For the tourists who come to Lake Orta for the weekend, the three-minute boat ride across the water to the Basilica of Saint Julius on San Giulio island is part of their weekend doings, “an attraction” and part of the local economy all of which means that by the time you unload from the boat and walk up to the church the usual amusement park rules apply.
Packed with sainted frescoes, hand-carved icons and benches that may as well have the blood of Christ splattered on them, even the most godless soul will get, here, a whiff of “someone really cares about this place, thinks it sacred” senseabilty, though neither this, not the signs urging you to refain from taking pictures does anything of the kind.
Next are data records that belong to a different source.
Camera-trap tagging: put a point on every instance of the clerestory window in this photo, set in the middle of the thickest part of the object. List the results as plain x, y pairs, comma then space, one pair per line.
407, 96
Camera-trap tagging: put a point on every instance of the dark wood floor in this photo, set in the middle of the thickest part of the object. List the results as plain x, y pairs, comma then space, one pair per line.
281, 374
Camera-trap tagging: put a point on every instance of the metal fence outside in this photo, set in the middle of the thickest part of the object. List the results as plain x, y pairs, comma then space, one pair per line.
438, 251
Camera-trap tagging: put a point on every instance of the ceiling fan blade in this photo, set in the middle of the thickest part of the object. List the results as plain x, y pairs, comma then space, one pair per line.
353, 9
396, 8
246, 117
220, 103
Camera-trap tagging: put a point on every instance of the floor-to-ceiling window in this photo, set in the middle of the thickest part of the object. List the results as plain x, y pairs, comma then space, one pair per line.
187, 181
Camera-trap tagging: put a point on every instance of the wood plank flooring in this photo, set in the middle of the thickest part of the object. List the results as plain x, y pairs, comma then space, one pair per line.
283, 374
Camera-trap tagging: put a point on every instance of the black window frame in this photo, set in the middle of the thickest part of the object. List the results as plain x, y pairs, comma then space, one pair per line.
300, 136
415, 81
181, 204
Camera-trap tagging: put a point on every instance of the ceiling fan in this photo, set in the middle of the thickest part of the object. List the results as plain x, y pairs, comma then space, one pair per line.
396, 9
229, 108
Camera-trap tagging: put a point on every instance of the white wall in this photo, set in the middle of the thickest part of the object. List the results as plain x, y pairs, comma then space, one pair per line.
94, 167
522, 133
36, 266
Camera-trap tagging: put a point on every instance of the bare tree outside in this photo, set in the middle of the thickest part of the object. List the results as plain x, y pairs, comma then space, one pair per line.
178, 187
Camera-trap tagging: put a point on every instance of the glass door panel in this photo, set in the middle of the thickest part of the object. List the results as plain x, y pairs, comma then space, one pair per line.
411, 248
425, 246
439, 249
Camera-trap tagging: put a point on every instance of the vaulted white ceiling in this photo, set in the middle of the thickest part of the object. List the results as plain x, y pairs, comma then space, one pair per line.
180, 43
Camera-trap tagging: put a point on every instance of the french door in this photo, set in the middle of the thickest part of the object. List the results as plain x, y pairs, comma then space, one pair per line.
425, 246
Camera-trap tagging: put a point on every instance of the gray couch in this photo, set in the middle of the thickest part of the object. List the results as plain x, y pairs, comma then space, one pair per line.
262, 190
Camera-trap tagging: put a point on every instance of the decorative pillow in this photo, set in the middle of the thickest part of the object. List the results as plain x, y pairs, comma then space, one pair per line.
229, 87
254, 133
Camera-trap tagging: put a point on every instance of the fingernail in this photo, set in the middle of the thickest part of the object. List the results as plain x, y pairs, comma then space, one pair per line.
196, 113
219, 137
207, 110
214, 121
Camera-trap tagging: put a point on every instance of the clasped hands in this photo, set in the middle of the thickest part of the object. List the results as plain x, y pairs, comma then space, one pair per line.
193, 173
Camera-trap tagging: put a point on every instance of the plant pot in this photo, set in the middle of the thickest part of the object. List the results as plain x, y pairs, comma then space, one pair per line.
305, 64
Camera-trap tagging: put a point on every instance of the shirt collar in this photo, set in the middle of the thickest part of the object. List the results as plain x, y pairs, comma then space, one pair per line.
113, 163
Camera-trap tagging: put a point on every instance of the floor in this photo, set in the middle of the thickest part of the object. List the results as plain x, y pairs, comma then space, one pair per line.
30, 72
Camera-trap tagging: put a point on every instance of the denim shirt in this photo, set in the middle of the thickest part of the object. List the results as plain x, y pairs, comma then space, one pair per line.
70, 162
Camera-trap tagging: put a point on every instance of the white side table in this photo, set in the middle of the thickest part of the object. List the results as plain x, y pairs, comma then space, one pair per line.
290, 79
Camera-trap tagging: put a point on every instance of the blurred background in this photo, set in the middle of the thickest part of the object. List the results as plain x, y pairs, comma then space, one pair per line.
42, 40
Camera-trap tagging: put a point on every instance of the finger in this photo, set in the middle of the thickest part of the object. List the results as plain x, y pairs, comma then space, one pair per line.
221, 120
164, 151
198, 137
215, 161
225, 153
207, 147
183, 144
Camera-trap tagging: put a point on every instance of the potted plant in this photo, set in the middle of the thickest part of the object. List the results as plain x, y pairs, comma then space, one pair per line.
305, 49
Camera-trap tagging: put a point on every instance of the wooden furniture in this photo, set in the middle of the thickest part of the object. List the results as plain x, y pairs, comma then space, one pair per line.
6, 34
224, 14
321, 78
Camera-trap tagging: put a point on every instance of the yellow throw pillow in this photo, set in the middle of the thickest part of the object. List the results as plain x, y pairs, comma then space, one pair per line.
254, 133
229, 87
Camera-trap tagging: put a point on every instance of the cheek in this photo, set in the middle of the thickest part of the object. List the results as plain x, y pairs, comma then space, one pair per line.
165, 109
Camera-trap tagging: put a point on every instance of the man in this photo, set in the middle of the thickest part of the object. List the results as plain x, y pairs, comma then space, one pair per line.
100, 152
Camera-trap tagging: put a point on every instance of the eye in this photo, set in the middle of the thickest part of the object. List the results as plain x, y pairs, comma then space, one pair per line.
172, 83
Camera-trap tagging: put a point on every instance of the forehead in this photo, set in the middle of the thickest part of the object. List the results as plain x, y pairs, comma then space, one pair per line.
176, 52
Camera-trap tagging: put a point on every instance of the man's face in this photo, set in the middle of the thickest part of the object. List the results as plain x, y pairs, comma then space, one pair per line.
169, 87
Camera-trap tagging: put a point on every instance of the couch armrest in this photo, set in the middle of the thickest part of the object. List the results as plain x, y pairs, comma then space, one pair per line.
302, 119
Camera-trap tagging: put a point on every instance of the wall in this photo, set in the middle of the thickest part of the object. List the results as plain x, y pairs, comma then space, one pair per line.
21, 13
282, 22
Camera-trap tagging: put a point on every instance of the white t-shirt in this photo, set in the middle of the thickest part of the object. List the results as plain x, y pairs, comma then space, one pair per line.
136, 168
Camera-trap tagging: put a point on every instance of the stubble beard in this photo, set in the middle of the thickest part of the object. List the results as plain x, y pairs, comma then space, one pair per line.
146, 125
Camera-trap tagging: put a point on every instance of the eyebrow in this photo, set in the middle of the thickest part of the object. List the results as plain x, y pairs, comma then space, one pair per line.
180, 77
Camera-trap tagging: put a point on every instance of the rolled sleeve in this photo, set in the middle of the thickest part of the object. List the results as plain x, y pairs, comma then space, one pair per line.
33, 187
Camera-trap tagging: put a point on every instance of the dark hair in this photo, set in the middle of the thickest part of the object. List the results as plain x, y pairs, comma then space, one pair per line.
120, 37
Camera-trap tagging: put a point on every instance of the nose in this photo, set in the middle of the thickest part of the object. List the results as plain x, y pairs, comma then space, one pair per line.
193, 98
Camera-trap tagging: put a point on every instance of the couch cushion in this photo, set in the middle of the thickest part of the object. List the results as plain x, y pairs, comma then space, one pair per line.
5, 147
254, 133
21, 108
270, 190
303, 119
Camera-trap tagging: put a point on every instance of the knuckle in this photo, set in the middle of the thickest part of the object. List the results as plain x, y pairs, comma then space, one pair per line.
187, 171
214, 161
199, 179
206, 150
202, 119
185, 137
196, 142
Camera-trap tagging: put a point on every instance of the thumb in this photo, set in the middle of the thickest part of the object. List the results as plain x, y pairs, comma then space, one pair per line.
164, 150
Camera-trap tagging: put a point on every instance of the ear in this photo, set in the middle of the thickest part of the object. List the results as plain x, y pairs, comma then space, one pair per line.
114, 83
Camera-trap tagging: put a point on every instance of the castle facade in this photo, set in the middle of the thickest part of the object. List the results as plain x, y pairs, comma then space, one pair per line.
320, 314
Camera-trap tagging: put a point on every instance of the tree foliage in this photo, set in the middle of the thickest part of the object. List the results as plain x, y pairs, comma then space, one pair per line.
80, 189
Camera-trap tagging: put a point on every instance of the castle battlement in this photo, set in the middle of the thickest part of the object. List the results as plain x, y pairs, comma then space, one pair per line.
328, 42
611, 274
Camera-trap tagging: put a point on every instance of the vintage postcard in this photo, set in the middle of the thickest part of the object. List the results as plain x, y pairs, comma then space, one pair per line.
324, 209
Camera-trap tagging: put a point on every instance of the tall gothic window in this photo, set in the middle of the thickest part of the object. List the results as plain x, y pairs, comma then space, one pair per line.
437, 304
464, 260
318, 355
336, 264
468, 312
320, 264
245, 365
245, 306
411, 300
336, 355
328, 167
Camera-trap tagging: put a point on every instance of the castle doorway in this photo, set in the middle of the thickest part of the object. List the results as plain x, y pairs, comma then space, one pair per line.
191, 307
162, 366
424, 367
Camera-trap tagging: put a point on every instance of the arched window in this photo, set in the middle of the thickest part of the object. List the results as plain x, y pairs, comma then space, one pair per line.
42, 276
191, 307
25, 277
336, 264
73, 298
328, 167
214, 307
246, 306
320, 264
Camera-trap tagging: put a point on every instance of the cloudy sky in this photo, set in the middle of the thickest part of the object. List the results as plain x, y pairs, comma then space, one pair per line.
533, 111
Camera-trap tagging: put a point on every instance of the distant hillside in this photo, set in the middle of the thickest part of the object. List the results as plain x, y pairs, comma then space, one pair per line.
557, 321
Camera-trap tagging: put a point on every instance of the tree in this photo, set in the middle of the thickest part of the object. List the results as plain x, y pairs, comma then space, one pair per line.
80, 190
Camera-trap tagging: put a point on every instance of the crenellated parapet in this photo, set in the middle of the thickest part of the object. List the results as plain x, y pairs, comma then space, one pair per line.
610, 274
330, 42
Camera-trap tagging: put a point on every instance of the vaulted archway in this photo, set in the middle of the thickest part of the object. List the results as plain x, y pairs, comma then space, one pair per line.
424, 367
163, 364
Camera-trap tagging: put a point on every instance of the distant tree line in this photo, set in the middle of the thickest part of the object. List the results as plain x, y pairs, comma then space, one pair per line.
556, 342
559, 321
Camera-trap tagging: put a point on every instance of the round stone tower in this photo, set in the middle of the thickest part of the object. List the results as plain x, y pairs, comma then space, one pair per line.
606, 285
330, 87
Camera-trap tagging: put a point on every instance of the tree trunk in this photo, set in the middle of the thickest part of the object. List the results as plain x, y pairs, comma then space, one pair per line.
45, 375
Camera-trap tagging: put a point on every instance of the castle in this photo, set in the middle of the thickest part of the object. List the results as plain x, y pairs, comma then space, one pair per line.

(Would Jesus object to the day tripper from Milan or wherever she is from standing on a bench so she can get the shot we wants? Would The Pope? Would the mysterious nuns who live here and who you have yet to see?)
Every visitor, the day tripper included, crosses themselves when entering the church, fyi.
But the show is the Sunday mass where, exactly on time, the 70 or so nuns who live in this monastery enter from the back of the church singing a Gregorian chant until and after the lead nun places the painting of Mr. J she has been on carrying on the altar and the young priest (maybe thirty or so, does he live on the island too?) shows up to run everyone through the usual hocus-pocus of a catholic mass.
While I can see something noble, even envy inducing, about giving up everything to live on one of Italy’s most romantic spots so as to do no more than pray and make things (in this case for The Church) and, further, how this church is particularly packed with signs of devotion to all of that, that very devotion adds to the immature fairy tale nature of what’s going on here, the way this institution, serving this order in unique fashion as it may well be, can neither speak to the world nor stay removed from it, as if all involved are children at play who, having long ago forgot the joy of the game thy began to play now hold onto its old pieces with their own weird and particular desperation.
Indeed, while the wearing of Covid masks by all the nuns (a little weird itself) and everyone in the audience too makes such detection a little difficult, by every other account and for the duration of the mass, no one ever smiles.